Tuesday, December 20, 2011

Rosemary Spaghetti Squash Egg Nests (GAPS, Paleo)

This is one of our family FAVORITESIt's as though, when I make this I can do no wrong! They are pretty easy to make and well worth the effort for a special occasion breakfast. Which apparently means, everyday in my house. We make these at least once a week.

Rosemary Spaghetti Squash Egg Nests 


3 cups lightly packed cooked spaghetti squash (about10 ounces cooked
2-3 medium sized  garlic cloves, finely minced
1/2 chopped green onions
1 large egg
tablespoons  fresh rosemary finely chopped
1 teaspoon or more coarse sea salt
2-3 tablespoons almond flour (more or less, depending on the wateriness of the squash)
4-6 large eggs (1 per nest, varies depending on the size of nes
cracked pepper to tast
more oil for frying


1. Preheat the oven to 350 degrees. Cut the squash in half and clean out the seeds. Place the halves, cut side down in a large baking dish with about 1/4 inch of water at the bottom of of the dish.

2. How long to cook the squash will vary on it's size and ripeness. Watch it closely while cooking, or it could become too watery. Put the squash in the oven for about 15 min. After 15 min take it out and check the spaghetti like fibers. After the first initial 15 min, continue cooking it in 10 min increments or less, checking often. You know it's ready when the strands just begin to pull apart. The squash should be very 'al dente', but cooked enough to be able to separate the strands.

3. Remove from the oven and cool slightly. Using a fork, pull out the spaghetti like strands. Set aside in a bowl. Can be kept in an air tight container, in the fridge for up to 3 days.

Making the nests:

4. Set the oven to broil.

5. In a large bowl combine the squash, garlic,green onions, egg, rosemary, salt and almond flour. Mix well.

6. Heat the skillet over medium to medium high heat. Add a little oil for frying. Place a mound of the spaghetti squash mixture into the skillet.

7. Working quickly, use a spoon to press and push the center of the mound, making about a 1 inch round opening at the center It should be slightly larger than an egg yolk. 

8. Crack an egg into the opening. Immediately widen the circle as needed to get the egg to nestle down into the squash. If the nest seems too loose, use a spatula to draw the sides in a bit. Sometimes a little egg white over flows. This is fine. I just pull the white off from the outside of the nest as it cooks.

9. Assemble one nest at a time(including adding the egg), fitting about  2-4 nests into an average sized cast iron pan. Continue to cook the nests until the bottom becomes crisp (but not burned). The yolks should still be mostly uncooked.

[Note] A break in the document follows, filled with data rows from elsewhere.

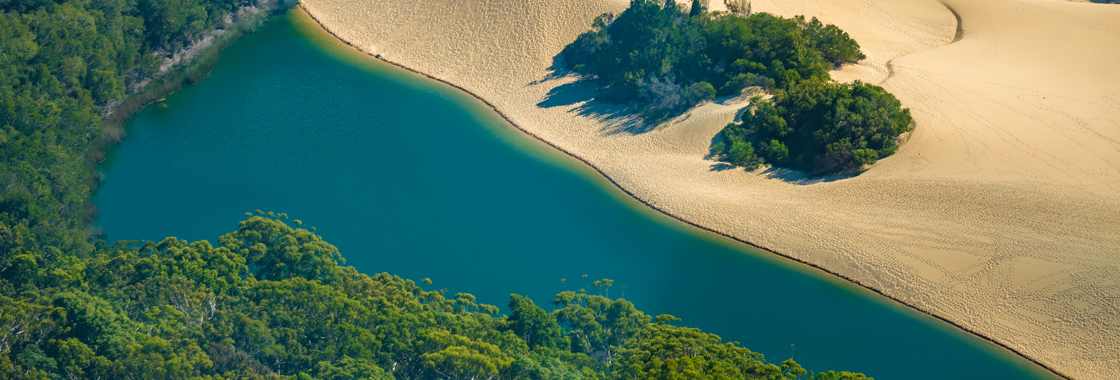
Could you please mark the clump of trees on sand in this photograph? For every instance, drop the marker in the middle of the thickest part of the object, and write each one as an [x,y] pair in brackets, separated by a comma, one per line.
[663,59]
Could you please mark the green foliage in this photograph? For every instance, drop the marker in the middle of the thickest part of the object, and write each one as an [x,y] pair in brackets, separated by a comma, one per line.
[821,127]
[269,300]
[664,61]
[273,302]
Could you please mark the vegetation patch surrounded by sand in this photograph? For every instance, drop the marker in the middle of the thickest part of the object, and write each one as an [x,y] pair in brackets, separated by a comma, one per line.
[999,212]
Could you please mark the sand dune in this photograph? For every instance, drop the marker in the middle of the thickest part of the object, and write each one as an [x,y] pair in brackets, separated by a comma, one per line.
[1000,213]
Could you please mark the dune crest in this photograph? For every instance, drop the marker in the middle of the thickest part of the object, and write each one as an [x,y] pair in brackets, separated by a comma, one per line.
[1000,213]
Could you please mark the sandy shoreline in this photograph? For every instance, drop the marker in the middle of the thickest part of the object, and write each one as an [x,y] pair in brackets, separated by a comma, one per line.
[1017,248]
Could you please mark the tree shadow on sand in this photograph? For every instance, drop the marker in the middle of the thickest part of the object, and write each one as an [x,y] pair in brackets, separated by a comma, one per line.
[790,176]
[582,94]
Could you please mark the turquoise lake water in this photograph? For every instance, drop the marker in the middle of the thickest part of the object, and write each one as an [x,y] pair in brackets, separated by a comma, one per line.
[409,176]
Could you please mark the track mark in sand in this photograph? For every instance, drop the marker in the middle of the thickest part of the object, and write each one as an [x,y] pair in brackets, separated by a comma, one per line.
[957,37]
[960,29]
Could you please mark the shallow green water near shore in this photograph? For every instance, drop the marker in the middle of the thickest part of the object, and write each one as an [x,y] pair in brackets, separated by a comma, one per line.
[409,176]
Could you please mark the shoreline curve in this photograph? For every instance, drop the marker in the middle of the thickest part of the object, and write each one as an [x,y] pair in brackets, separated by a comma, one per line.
[304,10]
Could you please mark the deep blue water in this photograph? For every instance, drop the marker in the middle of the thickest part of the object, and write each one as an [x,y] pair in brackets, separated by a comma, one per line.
[409,176]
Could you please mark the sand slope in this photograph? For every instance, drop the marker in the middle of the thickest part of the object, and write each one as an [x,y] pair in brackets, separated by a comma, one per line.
[1001,212]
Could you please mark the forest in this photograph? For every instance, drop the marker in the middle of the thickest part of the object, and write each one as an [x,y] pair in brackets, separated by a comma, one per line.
[269,300]
[663,59]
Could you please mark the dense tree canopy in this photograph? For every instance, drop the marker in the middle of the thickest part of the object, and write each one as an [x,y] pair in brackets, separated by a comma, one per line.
[664,59]
[269,300]
[175,309]
[819,127]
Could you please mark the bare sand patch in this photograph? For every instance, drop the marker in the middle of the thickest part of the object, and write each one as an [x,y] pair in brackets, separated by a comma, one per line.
[1013,170]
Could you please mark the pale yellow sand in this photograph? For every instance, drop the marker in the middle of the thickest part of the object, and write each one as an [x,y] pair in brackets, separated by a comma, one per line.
[1000,213]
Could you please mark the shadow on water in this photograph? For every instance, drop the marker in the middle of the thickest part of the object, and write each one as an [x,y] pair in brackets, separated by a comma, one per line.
[407,176]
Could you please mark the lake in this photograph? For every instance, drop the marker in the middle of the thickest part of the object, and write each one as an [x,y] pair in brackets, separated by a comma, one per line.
[410,176]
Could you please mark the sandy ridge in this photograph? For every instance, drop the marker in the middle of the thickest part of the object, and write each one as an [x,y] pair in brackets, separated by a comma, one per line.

10. Transfer the skillet to the top rack under the broiler. Broil for for 2 1/2 to 3 min, depending on how you like your yolks. Keep a close eye on it. keep in mind that the yolk will continue to cook slightly after it is removed from the oven.

11. Remove from the oven, sprinkle with a little coarse sea salt and cracked pepper. Transfer to a plate and serve. I find that a very thin metal spatula works best for transferring these.

Alternatively you could cook the nests in a pan then transfer to a cookie sheet. Then cook the remaining nests, transfer those to the cookie sheet and broil all of them a the same time. This would work great if you were making a double recipe for a crowd.